As Renna moved ahead, right at the edge of their wardsight, Rojer turned to Gared. ‘You’re right I took you for granted. For what it’s worth, I’m sorry. Sometimes I get so caught up in my own drama I forget I’m not the only one in the play.’
Gared grunted. ‘It’s a fallen tree. No point climbing it.’
Rojer turned to face him. ‘I know, I just—’
‘We’re out in the naked night, Rojer,’ Gared cut in, ‘and I feel like I’m caught inside a ripping rainbow cloud. Ent mad at you any more. Now eyes in front.’
Rojer nodded, turning his gaze this way and that, but as he did, something unclenched inside him. One less thing to fret over. Now all I need to worry about is being eaten by demons.
The walk was agonizingly slow. Leesha’s Cloaks of Unsight had never failed, but needed to be wrapped close around the wearer, and they could not move too quickly. Rojer and Renna were more practised, setting the pace for Gared.
Just beyond the tree line they began to see signs of the flame demons’ play: blackened trunks and scorched ground that had once been the fertile forest bed. Their boots and the hems of their cloaks became black with ash.
Ahead, the sounds of ongoing destruction were like nothing Rojer had ever heard.
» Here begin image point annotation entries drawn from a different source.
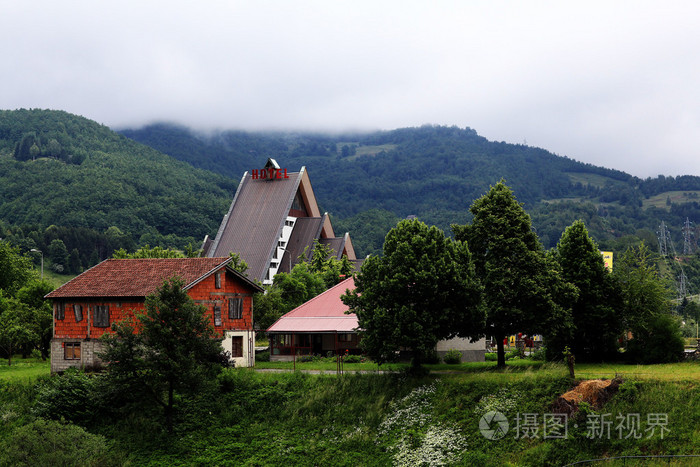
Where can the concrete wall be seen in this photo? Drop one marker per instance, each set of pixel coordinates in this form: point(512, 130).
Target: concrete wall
point(471, 351)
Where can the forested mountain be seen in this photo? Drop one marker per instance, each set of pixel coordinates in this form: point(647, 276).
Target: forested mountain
point(435, 172)
point(98, 189)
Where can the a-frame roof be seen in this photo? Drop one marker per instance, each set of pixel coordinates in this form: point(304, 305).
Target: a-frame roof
point(323, 313)
point(256, 217)
point(141, 277)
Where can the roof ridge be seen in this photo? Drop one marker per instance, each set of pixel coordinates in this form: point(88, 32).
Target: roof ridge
point(319, 295)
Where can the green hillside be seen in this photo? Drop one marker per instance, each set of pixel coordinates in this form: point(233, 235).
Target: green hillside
point(68, 178)
point(435, 173)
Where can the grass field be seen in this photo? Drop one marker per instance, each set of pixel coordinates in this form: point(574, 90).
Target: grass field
point(266, 418)
point(685, 371)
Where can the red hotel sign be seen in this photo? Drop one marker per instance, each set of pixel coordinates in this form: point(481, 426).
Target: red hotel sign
point(269, 174)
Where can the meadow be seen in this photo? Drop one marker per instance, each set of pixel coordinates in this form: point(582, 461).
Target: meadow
point(372, 418)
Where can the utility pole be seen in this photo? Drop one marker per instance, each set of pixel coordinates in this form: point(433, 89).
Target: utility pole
point(663, 236)
point(687, 237)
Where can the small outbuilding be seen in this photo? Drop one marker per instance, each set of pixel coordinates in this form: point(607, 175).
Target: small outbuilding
point(316, 327)
point(323, 325)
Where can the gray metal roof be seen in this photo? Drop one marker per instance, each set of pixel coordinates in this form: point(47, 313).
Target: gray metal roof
point(255, 220)
point(306, 230)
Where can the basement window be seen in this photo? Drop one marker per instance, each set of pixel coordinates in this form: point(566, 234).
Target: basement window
point(101, 318)
point(71, 351)
point(237, 346)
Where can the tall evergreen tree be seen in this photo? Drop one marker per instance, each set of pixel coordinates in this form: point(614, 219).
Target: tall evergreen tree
point(596, 322)
point(646, 309)
point(169, 349)
point(523, 290)
point(423, 289)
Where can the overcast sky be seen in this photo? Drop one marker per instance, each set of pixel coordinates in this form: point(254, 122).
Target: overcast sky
point(613, 83)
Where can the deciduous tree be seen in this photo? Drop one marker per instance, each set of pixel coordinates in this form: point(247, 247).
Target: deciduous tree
point(597, 322)
point(171, 348)
point(523, 290)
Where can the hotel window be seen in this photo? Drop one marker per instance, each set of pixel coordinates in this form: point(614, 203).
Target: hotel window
point(217, 315)
point(235, 308)
point(78, 312)
point(237, 346)
point(71, 350)
point(101, 318)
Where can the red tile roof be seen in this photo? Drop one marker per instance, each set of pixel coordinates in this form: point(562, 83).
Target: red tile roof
point(136, 277)
point(323, 313)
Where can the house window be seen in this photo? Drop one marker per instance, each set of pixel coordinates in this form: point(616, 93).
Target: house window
point(235, 308)
point(78, 312)
point(237, 346)
point(71, 351)
point(101, 318)
point(345, 337)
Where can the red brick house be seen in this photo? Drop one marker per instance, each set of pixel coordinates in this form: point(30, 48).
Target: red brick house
point(85, 307)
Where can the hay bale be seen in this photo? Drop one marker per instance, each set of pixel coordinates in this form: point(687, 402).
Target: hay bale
point(596, 392)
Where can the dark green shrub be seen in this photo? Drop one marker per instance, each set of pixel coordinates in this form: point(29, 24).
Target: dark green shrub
point(661, 342)
point(74, 396)
point(352, 359)
point(539, 354)
point(452, 357)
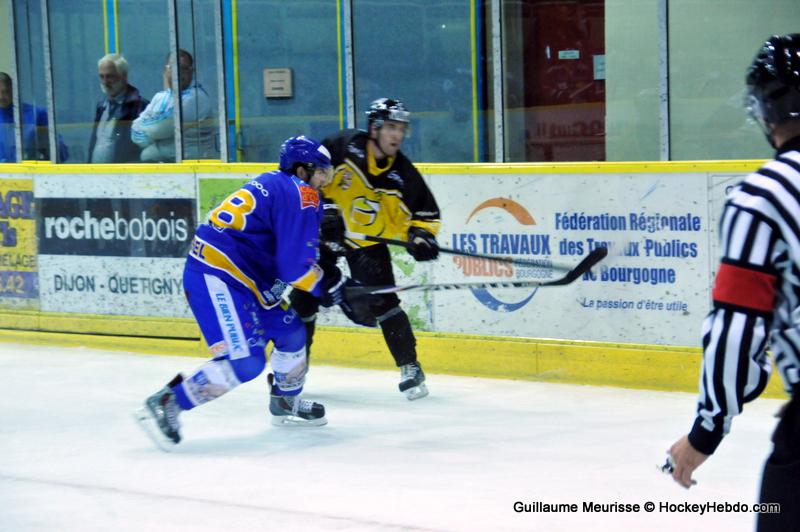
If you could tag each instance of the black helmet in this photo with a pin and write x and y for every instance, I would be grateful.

Instinct screamed at him to turn and run in the other direction, but he steeled himself and kept putting one foot in front of the other as they picked their way through the trees.
They did not have to go far. The woods ended abruptly, violently, in a place of utter devastation. All the thundersticks Leesha had ever made could not have done a fraction of the damage. The ground was blackened and blasted, with great piles of loose soil next to huge gaping holes where whole trees and heavy stones had been torn free.
There was something repellent about the place. A wrongness Rojer could sense in every fibre of his body. They did not belong here.
Field demons, sleek and low to the ground, prowled the area, climbing atop the piles and sniffing the air. Above, wind demons circled.
Renna drifted back to them. ‘Too many places for demons to hide. We stay close from here on.’
Rojer and Gared nodded, the three of them moving deeper into the destruction. Huge piles of stones stood twenty feet high, as did stacks of trees. Rojer looked at one of the stone piles, then back the way they had come. ‘How far do you think a rock demon could throw one of those?’
Gared considered the pile, then he, too, glanced back. ‘A big one? Too far for my liking.’
‘They’re stockpiling,’ Rojer said. ‘We should go back and—’
‘Not yet,’ Renna interrupted. ‘If that’s all they’re doing, where are all the rock and wood demons?’